I think you need to be very wary about continuing to fight against overnight time as the child grows older. My understanding is that the child has spent some substantial time with the other parent as part of interim orders and has a family report in their favour, so to suggest the child is still not ready for an overnight or two each week, or at least each fortnight, is more reflective of your attitude toward the other parent, rather than some flaw on their end. You should be cautious about potentially showing the Court that you don't support the child's relationship with the other parent, because I would say that, nearly more than any other these days, has been reason enough for the Court to reverse the residential arrangements for a child. If you're going to try and persuade the Court that the child is experiencing anxiety as a result of time spent with the other parent, on nobody's word but your own, while a family report is written that says the child should have no issues with overnights in their care, who do you think the Court will look to as the source of the child's alleged anxiety?
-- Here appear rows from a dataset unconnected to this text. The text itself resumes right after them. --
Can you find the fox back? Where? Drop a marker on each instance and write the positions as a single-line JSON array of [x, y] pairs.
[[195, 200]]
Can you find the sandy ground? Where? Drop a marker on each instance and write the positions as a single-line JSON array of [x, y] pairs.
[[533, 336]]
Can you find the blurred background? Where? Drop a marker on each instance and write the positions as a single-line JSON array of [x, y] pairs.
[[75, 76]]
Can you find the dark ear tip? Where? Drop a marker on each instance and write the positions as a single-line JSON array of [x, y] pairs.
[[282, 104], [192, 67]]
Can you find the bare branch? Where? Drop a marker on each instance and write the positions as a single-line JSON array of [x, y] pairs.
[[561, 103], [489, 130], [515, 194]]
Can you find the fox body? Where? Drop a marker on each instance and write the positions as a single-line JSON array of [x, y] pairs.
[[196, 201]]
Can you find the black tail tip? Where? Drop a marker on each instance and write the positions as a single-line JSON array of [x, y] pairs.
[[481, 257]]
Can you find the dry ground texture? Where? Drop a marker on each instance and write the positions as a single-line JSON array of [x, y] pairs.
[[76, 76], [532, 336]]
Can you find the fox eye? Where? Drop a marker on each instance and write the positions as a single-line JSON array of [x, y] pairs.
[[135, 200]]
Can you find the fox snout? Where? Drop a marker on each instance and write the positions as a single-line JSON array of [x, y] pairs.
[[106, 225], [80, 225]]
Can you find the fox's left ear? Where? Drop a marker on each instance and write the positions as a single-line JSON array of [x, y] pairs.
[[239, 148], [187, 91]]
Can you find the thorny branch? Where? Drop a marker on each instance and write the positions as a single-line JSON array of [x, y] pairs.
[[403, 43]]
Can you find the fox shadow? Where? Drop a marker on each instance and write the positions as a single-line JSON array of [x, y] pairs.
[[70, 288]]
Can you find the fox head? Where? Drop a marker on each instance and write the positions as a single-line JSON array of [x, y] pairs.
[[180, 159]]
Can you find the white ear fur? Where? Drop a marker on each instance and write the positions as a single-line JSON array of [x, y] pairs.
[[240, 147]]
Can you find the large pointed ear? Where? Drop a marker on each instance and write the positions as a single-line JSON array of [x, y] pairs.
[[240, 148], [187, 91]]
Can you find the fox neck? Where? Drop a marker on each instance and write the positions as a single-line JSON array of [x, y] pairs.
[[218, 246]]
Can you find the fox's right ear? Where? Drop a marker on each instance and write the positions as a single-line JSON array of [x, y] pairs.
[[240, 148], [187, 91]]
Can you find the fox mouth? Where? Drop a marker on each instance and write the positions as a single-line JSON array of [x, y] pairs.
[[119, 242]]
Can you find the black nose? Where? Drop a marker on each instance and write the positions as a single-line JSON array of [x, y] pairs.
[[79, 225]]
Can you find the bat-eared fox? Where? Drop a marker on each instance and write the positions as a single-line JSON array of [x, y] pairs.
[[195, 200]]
I also think you need to be realistic about the fact that an 18-month-old can cope quite well with being away from their main carer for an overnight, particularly if it's with their other parent when they've spent a significant volume of time with them in recent months. What the other parent is seeking is not in any way unreasonable, particularly in the face of a favourable family report and considering the child's age. Looking at the average 18-month-old in an in-tact family, I'd say it's almost unusual for one not to have spent a single night away from their primary carer - most will have had a sleepover with the grandparents by this time, at least...

I'm also a little skeptical as to how the other parent's address is relevant in case of a medical emergency. Forgive the bluntness, but are you expecting to go over there and perform emergency medical assistance on the child yourself? Or do you think the more likely course of action is that the other parent will call an ambulance and then advise you of what hospital the child is being taken to do you can attend as well? It's fair that you would seek their address out, provided that information isn't going to be used for the wrong reasons.

And if conflict is an issue, is mobile phone communication really the best option as a regular communication tool? Or do you think you should suggest something that is less susceptible to emotional responsiveness, like a written communication book or email? My husband's ex complained to the Court when he blocked her number, but the Court was rather understanding in the face of more than 20,000 text messages sent from her over the course of two years, the number of which were child-related could be counted on one hand.

I don't want to dash your hopes, but I think you need to be realistic or potentially find yourself in a rather unpleasant position with the Court.